Edité par CCSD ; American Society for Biochemistry and Molecular Biology -

International audience. Junctophilins (JPs) anchor the endo/sarcoplasmic reticulum to the plasma membrane, thus contributing to the assembly of junctional membrane complexes in striated muscles and neurons. Recent studies have shown that JPs may be also involved in regulating Ca2+ homeostasis. Here, we report that in skeletal muscle, JP1 and JP2 are part of a complex that, in addition to ryanodine receptor 1 (RyR1), includes caveolin 3 and the dihydropyridine receptor (DHPR). The interaction between JPs and DHPR was mediated by a region encompassing amino acids 230-369 and amino acids 216-399 in JP1 and JP2, respectively. Immunofluorescence studies revealed that the pattern of DHPR and RyR signals in C2C12 cells knocked down for JP1 and JP2 was rather diffused and characterized by smaller puncta in contrast to that observed in control cells.

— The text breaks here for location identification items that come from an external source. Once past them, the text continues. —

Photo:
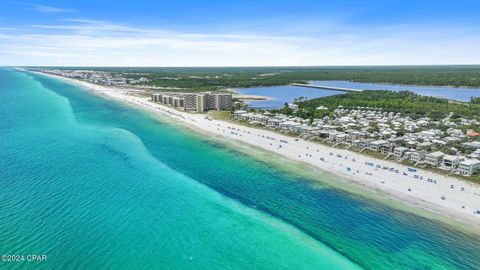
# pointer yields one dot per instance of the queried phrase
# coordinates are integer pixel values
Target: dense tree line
(405, 102)
(220, 77)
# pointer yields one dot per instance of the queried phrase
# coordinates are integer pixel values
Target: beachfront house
(377, 145)
(417, 156)
(468, 167)
(434, 158)
(399, 151)
(450, 162)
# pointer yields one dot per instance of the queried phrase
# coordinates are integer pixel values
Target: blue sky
(239, 33)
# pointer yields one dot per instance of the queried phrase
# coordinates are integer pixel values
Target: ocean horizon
(94, 183)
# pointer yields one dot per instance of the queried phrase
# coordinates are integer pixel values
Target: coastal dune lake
(96, 184)
(281, 94)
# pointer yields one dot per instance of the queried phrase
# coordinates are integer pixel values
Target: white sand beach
(446, 195)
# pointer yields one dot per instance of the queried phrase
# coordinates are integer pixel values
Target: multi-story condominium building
(178, 102)
(469, 167)
(434, 158)
(219, 101)
(208, 101)
(157, 97)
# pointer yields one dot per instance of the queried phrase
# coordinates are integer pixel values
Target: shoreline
(349, 166)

Functional experiments revealed that down-regulation of JPs in differentiated C2C12 cells resulted in a reduction of intramembrane charge movement and the L-type Ca2+ current accompanied by a reduced number of DHPRs at the plasma membrane, whereas there was no substantial alteration in Ca2+ release from the sterol regulatory element-binding protein. Altogether, these results suggest that JP1 and JP2 can facilitate the assembly of DHPR with other proteins of the excitation-contraction coupling machinery.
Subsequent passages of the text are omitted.